Revision 18-0; Effective September 4, 2018
 

 

1810 Program Support Unit Staff Notification Requirements

Revision 18-0; Effective September 4, 2018
 
Program Support Unit (PSU) staff are responsible for preparing and sending notifications to the applicant, member, legally authorized representative (LAR) or authorized representative (AR) advising of actions taken regarding services and the right to a fair hearing. Form H2065-D, Notification of Managed Care Program Services, is the legal notice sent to an applicant, member, LAR or AR of the actions taken regarding Medically Dependent Children Program (MDCP) services. Form H2065-D must be completed in plain language that can be understood by the applicant, member, LAR or AR. The language preference of the applicant, member, LAR or AR must be considered.

The applicant, member, LAR or AR must be notified on Form H2065-D within two business days of the date a case is certified for MDCP. Form H2065-D also includes information on the individual’s room and board charges and copayment, if applicable.

Form H2065-D is also used to notify an applicant who is denied program eligibility or a member whose program eligibility is terminated. PSU staff must notify the applicant, member, LAR or AR using Form H2065-D of the denial of application within two business days of the decision. Refer to Section 6000, Denials and Terminations.
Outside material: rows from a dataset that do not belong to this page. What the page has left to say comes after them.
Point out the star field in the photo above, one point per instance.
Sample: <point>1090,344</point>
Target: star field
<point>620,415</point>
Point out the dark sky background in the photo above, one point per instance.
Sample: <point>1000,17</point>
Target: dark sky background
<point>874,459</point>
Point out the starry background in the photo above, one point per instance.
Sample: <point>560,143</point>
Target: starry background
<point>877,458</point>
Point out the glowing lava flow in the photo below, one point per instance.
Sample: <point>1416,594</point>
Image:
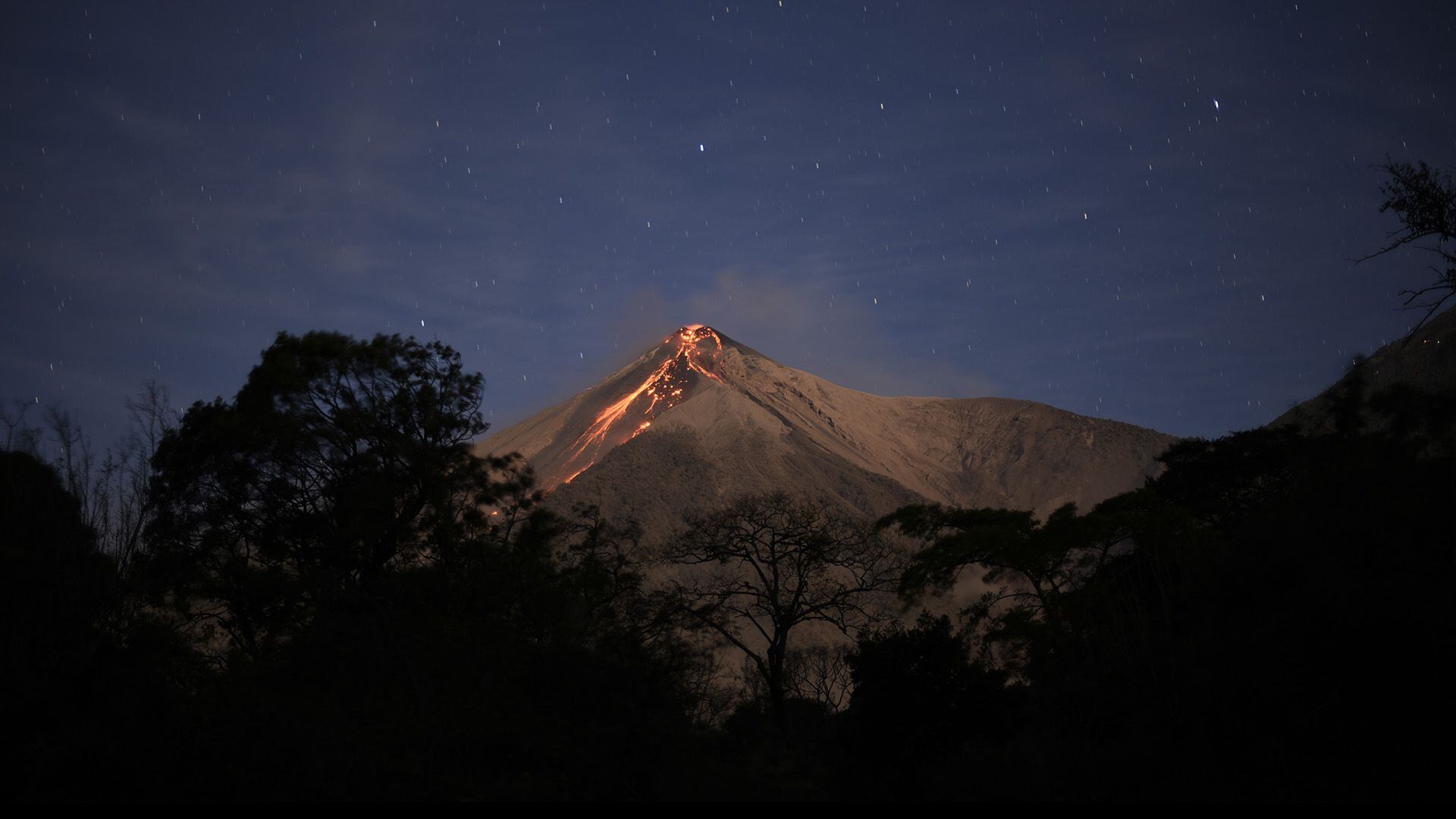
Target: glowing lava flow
<point>664,390</point>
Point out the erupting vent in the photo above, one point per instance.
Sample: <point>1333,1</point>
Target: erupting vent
<point>695,353</point>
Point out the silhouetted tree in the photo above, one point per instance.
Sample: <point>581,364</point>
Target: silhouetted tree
<point>1027,564</point>
<point>337,460</point>
<point>919,691</point>
<point>766,564</point>
<point>1424,200</point>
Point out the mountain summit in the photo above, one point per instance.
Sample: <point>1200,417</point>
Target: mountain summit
<point>702,417</point>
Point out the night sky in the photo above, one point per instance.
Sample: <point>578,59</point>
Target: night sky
<point>1144,215</point>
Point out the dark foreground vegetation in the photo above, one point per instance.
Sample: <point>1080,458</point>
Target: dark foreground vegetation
<point>316,592</point>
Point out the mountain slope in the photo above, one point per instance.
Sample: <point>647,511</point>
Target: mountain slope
<point>702,417</point>
<point>1423,365</point>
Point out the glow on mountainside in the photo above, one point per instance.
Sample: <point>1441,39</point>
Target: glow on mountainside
<point>698,349</point>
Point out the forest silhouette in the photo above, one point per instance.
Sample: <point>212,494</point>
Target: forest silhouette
<point>316,591</point>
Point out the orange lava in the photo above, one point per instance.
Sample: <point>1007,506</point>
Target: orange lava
<point>666,387</point>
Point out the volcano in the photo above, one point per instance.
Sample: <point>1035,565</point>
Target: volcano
<point>701,419</point>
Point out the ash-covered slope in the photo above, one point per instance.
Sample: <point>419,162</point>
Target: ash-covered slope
<point>702,417</point>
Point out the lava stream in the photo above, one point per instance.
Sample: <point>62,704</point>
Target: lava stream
<point>664,387</point>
Depending on when the notification is generated, Form H2065-D will either be posted to the MCO STAR Kids folder in TxMedCentral or generated in the Texas Medicaid & Healthcare Partnership (TMHP) Long Term Care (LTC) Online Portal on the case action date.

 

1820 Managed Care Organization Notification Requirements

Revision 18-0; Effective September 4, 2018
 
The managed care organization (MCO) is responsible for notifying the member, legally authorized representative (LAR) or authorized representative (AR) when a service is either denied or reduced. This is considered an adverse action and the member, LAR or AR has a right to appeal. Appeal rights of STAR Kids members are in the STAR Kids Managed Care Contract.
 

1830 Notifications with Medicaid for the Elderly and People with Disabilities or Texas Works Involvement

Revision 18-0; Effective September 4, 2018
 
Some actions are based on decisions related to Medicaid financial eligibility determined by Medicaid for the Elderly and People with Disabilities (MEPD) specialists. Program Support Unit (PSU) staff must coordinate changes, approvals, and denials of Medically Dependent Children Program (MDCP) services with the MEPD specialist.

Although the MEPD specialist is required to notify the applicant, member, legally authorized representative (LAR) or authorized representative (AR) of all Medicaid eligibility decisions, PSU staff are required to mail the MDCP applicant, member, LAR or AR the notification of denial of MDCP services on Form H2065-D, Notification of Managed Care Program Services. PSU staff also fax the MEPD specialist a copy of Form H2065-D at initial certification and denial for case actions that involve Medicaid eligibility. PSU staff communications with MEPD that do not include Form H2065-D must include Form H1746-A, MEPD Referral Cover Sheet. MEPD specialists communicate with PSU staff through the MEPD Communication Tool.